Pakistan-Owned NYC Hotel Took $146M for Migrants, Now Owes Millions in Taxes


The Roosevelt Hotel in Midtown Manhattan has come under fire for owing millions in property taxes despite receiving massive taxpayer payouts. While the Pakistani government-owned landmark collected $146 million to house migrants, it currently owes New York City $13.6 million in back taxes.
This financial discrepancy has sparked outrage among local officials and taxpayers who are funding the city's ongoing migrant crisis response. Critics argue that a foreign government should not be profiting from municipal contracts while failing to meet its basic tax obligations.
Adding to the controversy is a proposed redevelopment deal that could allow the owners to bypass future tax requirements for a new skyscraper. This "supertall" project would replace the historic structure and potentially exempt the Pakistani government from tens of millions in annual revenue.

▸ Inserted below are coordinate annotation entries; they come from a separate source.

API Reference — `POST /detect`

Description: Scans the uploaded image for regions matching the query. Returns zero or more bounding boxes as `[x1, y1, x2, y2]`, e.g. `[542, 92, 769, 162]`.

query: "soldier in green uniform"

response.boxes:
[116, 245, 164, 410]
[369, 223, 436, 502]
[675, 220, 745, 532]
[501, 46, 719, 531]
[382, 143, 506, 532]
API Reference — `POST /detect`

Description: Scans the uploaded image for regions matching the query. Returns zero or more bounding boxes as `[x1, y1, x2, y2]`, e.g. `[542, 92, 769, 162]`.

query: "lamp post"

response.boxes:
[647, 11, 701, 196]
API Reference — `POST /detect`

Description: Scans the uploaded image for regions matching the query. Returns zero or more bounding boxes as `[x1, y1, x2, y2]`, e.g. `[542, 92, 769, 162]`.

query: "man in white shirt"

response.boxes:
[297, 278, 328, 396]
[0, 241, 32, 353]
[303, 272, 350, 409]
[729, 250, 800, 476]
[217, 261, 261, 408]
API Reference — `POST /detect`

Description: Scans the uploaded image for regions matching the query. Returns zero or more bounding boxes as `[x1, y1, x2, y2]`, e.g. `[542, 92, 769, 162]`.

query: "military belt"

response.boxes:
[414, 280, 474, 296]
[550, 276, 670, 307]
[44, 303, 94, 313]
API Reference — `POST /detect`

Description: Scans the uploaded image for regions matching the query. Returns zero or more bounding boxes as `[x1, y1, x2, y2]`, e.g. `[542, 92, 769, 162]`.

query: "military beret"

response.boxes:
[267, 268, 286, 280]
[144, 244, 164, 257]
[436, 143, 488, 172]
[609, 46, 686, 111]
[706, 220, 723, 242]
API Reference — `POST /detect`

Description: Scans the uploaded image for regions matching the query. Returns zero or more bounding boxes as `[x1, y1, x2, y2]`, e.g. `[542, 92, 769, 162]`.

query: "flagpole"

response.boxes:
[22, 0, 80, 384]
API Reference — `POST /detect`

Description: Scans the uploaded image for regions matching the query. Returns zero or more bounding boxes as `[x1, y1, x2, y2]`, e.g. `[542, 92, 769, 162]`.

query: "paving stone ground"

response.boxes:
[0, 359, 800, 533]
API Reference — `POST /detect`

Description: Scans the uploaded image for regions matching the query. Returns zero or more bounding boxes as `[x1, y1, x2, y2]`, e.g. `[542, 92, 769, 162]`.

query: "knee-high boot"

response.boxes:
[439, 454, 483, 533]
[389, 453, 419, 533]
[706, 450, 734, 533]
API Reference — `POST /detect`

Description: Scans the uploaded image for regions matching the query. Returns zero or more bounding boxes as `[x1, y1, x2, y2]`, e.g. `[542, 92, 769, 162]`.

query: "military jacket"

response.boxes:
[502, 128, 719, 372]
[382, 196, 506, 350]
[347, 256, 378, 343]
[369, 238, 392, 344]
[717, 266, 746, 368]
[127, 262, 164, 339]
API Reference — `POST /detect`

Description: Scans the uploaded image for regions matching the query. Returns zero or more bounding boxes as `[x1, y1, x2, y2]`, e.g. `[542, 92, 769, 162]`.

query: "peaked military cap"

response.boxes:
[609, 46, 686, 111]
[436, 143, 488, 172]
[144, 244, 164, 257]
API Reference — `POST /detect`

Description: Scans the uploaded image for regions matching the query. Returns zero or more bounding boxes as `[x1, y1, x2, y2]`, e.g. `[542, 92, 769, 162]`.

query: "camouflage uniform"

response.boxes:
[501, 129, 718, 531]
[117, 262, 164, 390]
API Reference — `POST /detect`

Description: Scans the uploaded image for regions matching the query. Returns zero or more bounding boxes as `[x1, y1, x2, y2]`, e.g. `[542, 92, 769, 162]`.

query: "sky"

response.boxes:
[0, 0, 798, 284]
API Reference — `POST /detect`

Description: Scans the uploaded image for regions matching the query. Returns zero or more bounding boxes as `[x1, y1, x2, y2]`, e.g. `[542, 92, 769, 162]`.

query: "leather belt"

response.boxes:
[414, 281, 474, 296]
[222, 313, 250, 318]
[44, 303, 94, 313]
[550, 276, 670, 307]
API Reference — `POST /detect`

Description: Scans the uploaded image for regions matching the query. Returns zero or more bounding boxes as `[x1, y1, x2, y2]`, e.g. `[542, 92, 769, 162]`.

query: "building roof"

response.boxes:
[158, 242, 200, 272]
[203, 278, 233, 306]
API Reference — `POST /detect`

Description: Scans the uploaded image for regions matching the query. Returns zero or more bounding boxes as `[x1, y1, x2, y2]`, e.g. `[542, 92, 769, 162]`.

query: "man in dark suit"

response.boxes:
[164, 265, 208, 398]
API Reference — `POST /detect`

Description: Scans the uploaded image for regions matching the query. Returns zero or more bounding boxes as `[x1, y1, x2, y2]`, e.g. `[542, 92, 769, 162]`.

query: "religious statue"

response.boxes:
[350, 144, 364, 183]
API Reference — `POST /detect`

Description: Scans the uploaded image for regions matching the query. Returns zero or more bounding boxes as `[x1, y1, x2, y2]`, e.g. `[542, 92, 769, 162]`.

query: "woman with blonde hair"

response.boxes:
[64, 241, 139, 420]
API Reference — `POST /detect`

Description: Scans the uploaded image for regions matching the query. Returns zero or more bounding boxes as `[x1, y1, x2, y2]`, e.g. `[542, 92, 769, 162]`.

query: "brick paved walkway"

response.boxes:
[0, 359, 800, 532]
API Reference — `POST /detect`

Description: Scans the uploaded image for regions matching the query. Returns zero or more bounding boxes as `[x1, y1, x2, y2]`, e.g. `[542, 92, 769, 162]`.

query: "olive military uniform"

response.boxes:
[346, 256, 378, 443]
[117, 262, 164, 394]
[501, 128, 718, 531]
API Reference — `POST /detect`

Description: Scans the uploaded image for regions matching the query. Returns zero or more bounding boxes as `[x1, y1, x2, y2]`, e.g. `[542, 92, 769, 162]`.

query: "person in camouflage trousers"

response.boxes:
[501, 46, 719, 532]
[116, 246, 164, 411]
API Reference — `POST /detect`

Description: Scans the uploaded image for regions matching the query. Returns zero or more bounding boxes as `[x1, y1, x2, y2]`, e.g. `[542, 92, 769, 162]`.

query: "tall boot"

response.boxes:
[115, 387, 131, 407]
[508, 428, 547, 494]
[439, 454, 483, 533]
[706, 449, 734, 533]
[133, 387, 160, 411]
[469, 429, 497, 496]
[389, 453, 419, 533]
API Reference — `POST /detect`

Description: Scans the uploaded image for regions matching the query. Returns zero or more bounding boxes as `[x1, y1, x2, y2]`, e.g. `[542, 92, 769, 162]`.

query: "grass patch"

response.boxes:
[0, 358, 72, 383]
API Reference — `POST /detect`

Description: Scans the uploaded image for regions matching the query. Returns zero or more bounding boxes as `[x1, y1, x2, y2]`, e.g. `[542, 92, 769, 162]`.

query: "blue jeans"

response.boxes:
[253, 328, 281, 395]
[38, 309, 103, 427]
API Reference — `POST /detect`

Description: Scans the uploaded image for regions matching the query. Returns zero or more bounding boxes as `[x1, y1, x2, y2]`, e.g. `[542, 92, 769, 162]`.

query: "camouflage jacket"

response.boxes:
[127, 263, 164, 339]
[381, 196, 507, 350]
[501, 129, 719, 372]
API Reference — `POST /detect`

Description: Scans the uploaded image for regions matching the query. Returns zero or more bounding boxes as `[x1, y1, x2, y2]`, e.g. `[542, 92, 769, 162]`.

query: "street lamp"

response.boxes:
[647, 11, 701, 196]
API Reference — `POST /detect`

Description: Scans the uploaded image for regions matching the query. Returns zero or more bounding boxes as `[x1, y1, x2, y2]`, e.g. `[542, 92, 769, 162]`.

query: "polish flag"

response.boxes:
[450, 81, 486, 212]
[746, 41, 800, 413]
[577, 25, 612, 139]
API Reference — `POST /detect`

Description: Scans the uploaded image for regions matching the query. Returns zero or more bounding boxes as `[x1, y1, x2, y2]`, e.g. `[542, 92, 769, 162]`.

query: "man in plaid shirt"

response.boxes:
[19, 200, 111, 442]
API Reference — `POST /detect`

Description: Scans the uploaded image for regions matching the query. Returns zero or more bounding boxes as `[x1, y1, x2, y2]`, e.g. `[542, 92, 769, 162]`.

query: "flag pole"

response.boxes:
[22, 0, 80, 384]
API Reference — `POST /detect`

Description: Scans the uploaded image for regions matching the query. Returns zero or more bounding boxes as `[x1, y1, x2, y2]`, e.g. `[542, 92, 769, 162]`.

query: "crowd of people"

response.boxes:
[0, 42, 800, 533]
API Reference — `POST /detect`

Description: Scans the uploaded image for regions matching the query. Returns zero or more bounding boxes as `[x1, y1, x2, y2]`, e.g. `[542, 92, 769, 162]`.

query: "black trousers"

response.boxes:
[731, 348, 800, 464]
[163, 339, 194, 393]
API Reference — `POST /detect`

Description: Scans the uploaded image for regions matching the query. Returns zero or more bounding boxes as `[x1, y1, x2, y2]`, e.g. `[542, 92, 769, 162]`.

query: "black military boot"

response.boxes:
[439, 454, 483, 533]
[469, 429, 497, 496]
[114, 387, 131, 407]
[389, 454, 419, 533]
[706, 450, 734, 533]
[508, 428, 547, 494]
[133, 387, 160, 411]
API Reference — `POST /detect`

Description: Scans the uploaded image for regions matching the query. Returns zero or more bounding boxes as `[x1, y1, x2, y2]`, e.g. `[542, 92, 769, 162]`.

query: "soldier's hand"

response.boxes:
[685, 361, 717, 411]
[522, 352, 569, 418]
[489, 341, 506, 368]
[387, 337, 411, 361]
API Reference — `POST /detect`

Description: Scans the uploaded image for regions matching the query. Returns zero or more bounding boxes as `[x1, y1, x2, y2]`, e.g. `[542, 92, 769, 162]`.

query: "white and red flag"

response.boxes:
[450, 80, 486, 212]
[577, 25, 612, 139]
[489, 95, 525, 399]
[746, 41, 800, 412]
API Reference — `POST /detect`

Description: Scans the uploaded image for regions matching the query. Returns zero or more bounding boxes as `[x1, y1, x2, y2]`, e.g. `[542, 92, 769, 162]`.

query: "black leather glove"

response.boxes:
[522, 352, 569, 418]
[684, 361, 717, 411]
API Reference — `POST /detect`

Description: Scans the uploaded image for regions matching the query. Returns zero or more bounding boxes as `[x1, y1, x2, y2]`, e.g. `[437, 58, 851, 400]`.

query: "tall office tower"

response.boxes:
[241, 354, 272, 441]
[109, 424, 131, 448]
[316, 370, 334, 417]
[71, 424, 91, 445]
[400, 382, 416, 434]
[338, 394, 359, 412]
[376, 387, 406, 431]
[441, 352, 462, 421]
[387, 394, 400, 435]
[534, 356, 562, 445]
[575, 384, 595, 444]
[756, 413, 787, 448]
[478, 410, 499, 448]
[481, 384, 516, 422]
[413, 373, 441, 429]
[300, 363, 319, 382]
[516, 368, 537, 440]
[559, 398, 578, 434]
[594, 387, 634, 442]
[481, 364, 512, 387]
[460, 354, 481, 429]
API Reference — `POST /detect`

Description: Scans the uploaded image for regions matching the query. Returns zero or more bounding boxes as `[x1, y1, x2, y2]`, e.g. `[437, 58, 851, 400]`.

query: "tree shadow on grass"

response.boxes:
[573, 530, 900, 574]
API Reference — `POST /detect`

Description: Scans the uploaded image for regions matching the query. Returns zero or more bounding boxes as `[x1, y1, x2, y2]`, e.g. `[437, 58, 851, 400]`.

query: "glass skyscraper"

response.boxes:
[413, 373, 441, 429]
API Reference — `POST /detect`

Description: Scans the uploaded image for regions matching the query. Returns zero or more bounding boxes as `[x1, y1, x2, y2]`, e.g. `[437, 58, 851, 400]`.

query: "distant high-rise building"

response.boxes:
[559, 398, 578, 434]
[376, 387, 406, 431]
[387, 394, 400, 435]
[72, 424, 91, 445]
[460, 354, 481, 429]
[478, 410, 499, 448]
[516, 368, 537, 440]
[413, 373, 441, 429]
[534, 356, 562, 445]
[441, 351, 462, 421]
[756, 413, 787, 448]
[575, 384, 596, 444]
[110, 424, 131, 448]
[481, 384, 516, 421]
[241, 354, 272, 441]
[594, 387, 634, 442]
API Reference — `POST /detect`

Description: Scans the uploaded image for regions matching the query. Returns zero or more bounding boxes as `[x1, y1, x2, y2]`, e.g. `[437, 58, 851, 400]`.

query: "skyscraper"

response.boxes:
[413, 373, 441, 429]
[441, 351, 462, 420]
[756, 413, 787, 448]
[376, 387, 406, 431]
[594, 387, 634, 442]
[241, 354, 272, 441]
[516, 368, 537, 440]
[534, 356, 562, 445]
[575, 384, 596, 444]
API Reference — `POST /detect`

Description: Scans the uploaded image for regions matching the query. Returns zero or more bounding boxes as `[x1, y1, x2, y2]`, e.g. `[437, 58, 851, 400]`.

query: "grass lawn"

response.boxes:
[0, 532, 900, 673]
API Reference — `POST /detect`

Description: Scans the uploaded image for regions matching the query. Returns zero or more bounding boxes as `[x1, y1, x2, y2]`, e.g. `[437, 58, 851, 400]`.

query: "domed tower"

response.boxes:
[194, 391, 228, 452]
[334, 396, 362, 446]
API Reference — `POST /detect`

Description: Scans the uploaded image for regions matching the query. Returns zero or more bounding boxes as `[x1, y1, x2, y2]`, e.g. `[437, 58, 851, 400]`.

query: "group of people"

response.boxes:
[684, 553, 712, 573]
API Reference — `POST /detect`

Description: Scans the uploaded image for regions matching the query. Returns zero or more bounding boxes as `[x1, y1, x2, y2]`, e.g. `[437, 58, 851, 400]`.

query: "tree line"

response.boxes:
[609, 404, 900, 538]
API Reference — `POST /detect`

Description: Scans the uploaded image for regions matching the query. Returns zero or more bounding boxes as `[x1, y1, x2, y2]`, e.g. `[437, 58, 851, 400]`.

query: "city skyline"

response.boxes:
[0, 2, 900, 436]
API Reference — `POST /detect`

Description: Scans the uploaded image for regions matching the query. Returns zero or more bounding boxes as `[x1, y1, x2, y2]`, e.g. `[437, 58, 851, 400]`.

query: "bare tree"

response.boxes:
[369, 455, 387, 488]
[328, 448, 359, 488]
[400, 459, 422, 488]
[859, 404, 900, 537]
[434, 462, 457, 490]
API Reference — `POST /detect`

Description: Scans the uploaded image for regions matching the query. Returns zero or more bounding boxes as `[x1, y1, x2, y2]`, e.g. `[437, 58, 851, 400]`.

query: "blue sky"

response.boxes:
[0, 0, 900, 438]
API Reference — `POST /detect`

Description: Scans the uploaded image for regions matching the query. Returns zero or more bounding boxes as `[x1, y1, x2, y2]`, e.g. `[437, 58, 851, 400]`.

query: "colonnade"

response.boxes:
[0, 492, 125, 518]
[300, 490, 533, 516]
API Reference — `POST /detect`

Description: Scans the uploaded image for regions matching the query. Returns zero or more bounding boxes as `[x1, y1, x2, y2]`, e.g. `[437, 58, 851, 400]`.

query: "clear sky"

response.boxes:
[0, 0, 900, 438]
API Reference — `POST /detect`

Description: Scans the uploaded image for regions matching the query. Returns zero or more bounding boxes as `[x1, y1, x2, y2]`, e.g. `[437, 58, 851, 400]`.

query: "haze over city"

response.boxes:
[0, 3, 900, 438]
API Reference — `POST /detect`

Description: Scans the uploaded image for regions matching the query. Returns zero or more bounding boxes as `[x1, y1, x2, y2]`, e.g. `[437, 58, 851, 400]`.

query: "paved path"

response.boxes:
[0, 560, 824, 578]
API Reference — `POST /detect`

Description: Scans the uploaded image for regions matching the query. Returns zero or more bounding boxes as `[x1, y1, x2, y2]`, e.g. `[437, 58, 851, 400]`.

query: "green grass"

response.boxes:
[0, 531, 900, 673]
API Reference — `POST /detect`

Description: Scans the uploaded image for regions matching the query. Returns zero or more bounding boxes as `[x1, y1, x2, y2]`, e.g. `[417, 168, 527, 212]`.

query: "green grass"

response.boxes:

Opponents of the plan have labeled the arrangement a "sweetheart deal" that prioritizes foreign interests over the city's fiscal health. They claim the city is effectively subsidizing a luxury development while losing out on critical funding for public services.
The hotel currently serves as the primary intake center for thousands of asylum seekers arriving in the city every week. Despite its central role in the humanitarian effort, the facility's mounting debt highlights a significant lapse in administrative oversight.
Legal experts are questioning why the city continues to funnel money into a property that is delinquent on its municipal dues. Some advocates are calling for a freeze on further payments until the outstanding $13.6 million tax bill is settled in full.
The Pakistani government has historically struggled to maintain the aging hotel, leading to its closure before the migrant crisis began. Now, the transition from a shuttered landmark to a lucrative government-funded shelter has raised serious transparency concerns.
As negotiations for the new skyscraper continue, the city council is facing pressure to reconsider the tax-exempt status of the project. Residents remain skeptical that the proposed redevelopment will benefit the local community more than the foreign owners.
The intersection of international diplomacy and local real estate has created a complex political challenge for the current administration. Observers are watching closely to see if the city will enforce its tax laws or proceed with the controversial development plan.